🤖 AI Summary
Existing keyframe-conditioned video generation models lack systematic evaluation regarding their ability to faithfully reproduce specified keyframes while maintaining overall video quality. This work introduces the first comprehensive benchmark for this task, encompassing diverse scenes, structural configurations, and conditioning formats, along with an automated evaluation framework. The framework comprises a six-dimensional metric assessing keyframe adherence—covering existence, fidelity, temporal alignment, spatial localization, persistence, and uniqueness—and integrates both multimodal large language models and specialized perceptual models to evaluate video quality. Experiments across nine state-of-the-art systems reveal a consistent trade-off between keyframe fidelity and visual naturalness, with performance notably degrading under dense keyframe sequences or storyboard-style inputs.
📝 Abstract
Video generation increasingly relies on keyframe-based workflows, where creators specify a sequence of reference images to guide generation. Although recent models support multi-keyframe conditioning, it remains unclear whether they can faithfully reproduce the prescribed keyframes while maintaining overall video quality. We present KeyFrame-Compass, the first comprehensive benchmark for evaluating keyframe-conditioned video generation.
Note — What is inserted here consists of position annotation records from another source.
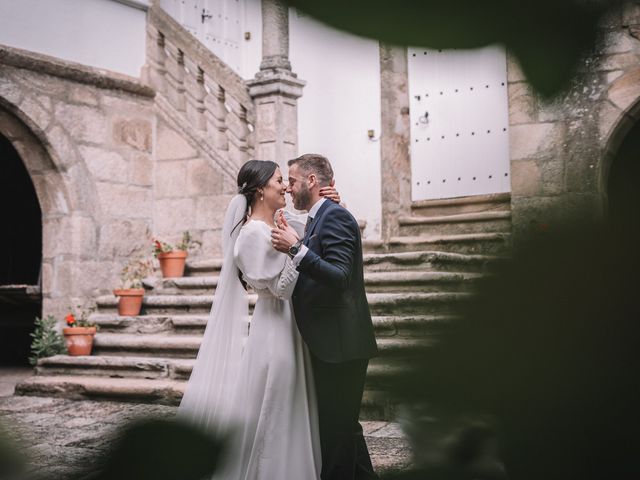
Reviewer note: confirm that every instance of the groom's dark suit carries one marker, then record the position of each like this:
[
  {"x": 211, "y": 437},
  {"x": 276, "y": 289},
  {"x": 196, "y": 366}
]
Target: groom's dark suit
[{"x": 333, "y": 317}]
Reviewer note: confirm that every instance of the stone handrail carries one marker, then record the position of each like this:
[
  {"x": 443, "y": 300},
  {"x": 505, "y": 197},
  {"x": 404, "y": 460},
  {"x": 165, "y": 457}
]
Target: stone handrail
[{"x": 200, "y": 89}]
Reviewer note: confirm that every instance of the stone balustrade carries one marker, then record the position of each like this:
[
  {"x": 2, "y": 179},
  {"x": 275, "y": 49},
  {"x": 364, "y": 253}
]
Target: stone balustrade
[{"x": 199, "y": 88}]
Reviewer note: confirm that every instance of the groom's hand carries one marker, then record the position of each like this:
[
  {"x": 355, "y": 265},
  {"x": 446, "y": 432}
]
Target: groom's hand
[
  {"x": 284, "y": 236},
  {"x": 330, "y": 192}
]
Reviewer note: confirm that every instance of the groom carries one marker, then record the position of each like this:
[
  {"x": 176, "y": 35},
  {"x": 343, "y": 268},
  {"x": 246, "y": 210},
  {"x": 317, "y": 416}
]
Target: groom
[{"x": 332, "y": 314}]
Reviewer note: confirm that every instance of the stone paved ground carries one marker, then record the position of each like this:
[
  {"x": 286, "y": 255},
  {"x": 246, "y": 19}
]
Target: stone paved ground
[{"x": 58, "y": 435}]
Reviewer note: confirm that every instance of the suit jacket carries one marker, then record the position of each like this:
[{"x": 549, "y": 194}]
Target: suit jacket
[{"x": 329, "y": 299}]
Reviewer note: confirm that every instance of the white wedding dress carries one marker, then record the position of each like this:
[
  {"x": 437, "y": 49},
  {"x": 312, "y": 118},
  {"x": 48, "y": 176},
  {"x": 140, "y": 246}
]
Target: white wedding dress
[{"x": 263, "y": 395}]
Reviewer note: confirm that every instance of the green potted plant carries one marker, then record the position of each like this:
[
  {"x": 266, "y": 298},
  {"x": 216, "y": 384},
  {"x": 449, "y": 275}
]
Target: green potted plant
[
  {"x": 47, "y": 342},
  {"x": 80, "y": 331},
  {"x": 173, "y": 258},
  {"x": 131, "y": 292}
]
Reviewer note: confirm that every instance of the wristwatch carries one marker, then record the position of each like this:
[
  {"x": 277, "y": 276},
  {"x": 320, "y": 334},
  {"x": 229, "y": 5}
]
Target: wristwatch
[{"x": 295, "y": 248}]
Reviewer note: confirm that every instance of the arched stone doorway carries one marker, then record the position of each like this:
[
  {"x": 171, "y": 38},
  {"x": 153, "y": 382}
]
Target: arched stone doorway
[
  {"x": 21, "y": 244},
  {"x": 623, "y": 185}
]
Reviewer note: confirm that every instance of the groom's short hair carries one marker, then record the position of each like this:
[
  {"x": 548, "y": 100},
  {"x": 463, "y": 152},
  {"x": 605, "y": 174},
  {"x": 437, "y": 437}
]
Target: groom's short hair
[{"x": 317, "y": 164}]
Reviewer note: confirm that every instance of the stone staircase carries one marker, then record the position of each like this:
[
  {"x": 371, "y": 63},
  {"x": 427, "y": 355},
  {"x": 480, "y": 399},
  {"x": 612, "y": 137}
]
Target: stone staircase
[{"x": 414, "y": 283}]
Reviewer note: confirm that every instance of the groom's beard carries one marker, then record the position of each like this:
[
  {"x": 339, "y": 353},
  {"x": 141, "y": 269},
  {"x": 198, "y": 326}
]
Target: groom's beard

The benchmark contains 386 carefully curated samples spanning three application domains, two video structures, two prompt granularities, two conditioning formats, and four keyframe densities, enabling controlled analysis under diverse generation settings. We further introduce an automated evaluation framework that jointly measures keyframe execution and overall video quality. Specifically, we decompose keyframe execution into six complementary metrics covering presence, fidelity, temporal ordering, localization, persistence, and uniqueness, while assessing overall video quality through evidence-grounded MLLM judgments augmented with specialized perception models. Experiments on nine representative video generation systems reveal several fundamental limitations. Current models exhibit a clear trade-off between faithful keyframe execution and natural video synthesis. Their performance further degrades as keyframe constraints become denser and most open-source models also fail to interpret storyboard-grid inputs as temporally ordered keyframe sequences.